Nein, Herzklopfen habe ich nicht, wenn ich die Kinder aus der Kita abhole. Sobald ich das schreibe, muss ich zwingend auch schreiben, dass ich meine Kinder dennoch liebe. Eine Mutter muss das ständig wiederholen. Wie oft sie es dem Kind sagt, ist den meisten Leuten total egal – nur der Gesellschaft muss sie es regelmäßig sagen. Sonst wird sie verdächtigt, eine schlechte Mutter zu sein.

Es braucht diese performative Liebesbekundung, denn es wird nie von einer guten Mutter ausgegangen. Es gilt die Rabenmuttervermutung. Vor allem wenn man auch noch Kritik übt an den Zuständen, die man zu seinen Kindern dazubekommt. Schlechtere Berufschancen, schlechtere Bezahlung, wenig Betreuungsangebot, keine mentale Gesundheitsvorsorge, kein Schutz vor Armut und unfassbar viele Stunden Gratisarbeit. Die einzige Gratismentalität übrigens, die keinen FDP-Politiker auf den Plan holt.

Es ist ein vollkommen fremdbestimmtes Leben, das einen erwartet. Davon hat man vor seiner Elternschaft oft keine Ahnung, weil auch die Generation davor von der Rabenmuttervermutung wusste und meistens geschwiegen hat. Viele blicken heute verklärt auf frühere Generationen. Sie preisen die Härte der Mütter damals und nennen die Eltern von heute verweichlicht. Wobei sie total außer Acht lassen, wie viele diese Jahre zwischen Medikamenten, Kettenrauchen oder Alkohol verbracht haben.
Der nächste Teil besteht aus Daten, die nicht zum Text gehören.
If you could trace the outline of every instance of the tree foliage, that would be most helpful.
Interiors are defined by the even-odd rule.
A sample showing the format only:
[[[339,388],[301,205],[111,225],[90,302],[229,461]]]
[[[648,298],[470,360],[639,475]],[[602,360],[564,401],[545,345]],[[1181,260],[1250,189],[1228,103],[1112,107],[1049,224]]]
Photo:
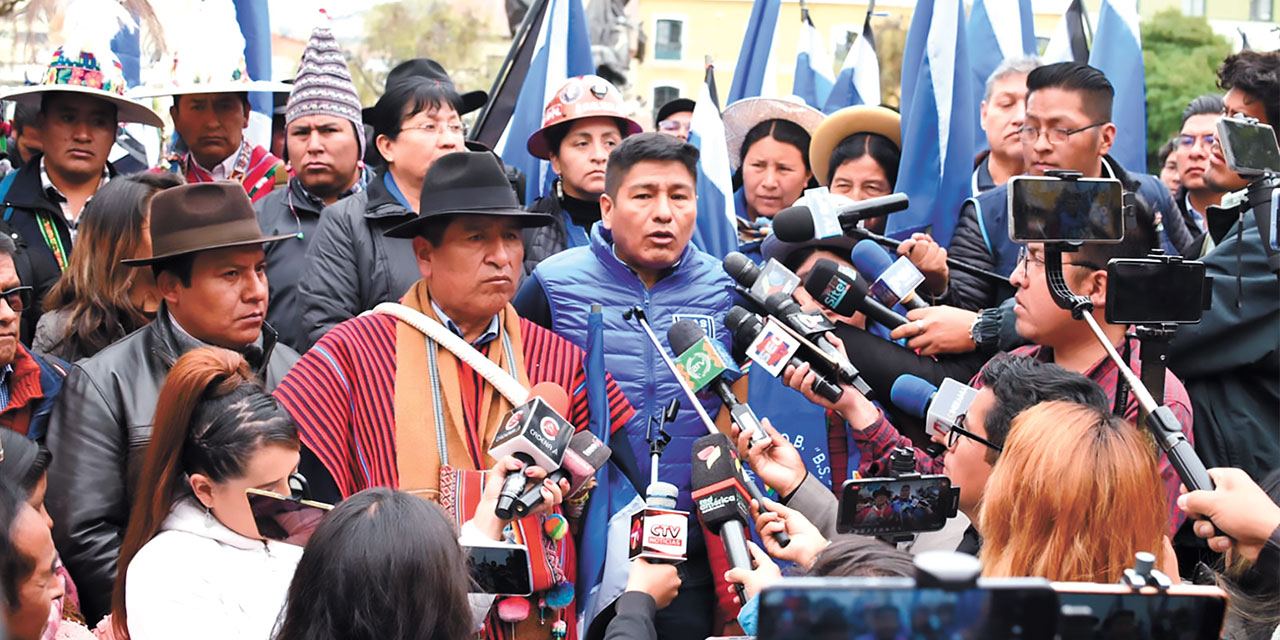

Gleichzeitigkeiten existieren

Vor einigen Tagen wurde auf Twitter eine Mutter dafür kritisiert, dass sie sinngemäß gesagt haben soll: Hätte sie gewusst, wie schwer es ist, hätte sie keine Kinder bekommen. Diese Aussage könne ihre Kinder verletzen, wurde kritisiert. Einige merkten an, dass die Mutter das in einem größeren Kontext gesagt hatte und angab, mit ihren Kindern über diese Belastung zu sprechen. Dennoch war es bemerkenswert, wie viele Leute von der Mutter erwarteten, ihre Unzufriedenheit still zu ertragen. Wie sie als lieblos dargestellt wurde.

Natürlich kann man aber diese Zustände hassen und gleichzeitig seine Kinder lieben. So wie man seine Arbeitsstelle unerträglich finden kann, obwohl man seinen Beruf liebt. Das Internet ist nicht der Ort für Gleichzeitigkeiten. Dennoch sollte man nie vergessen, dass sie existieren. Und dass Mütter Menschen sind, keine sich aufopfernden Wesen ohne eigene Bedürfnisse oder Gefühle.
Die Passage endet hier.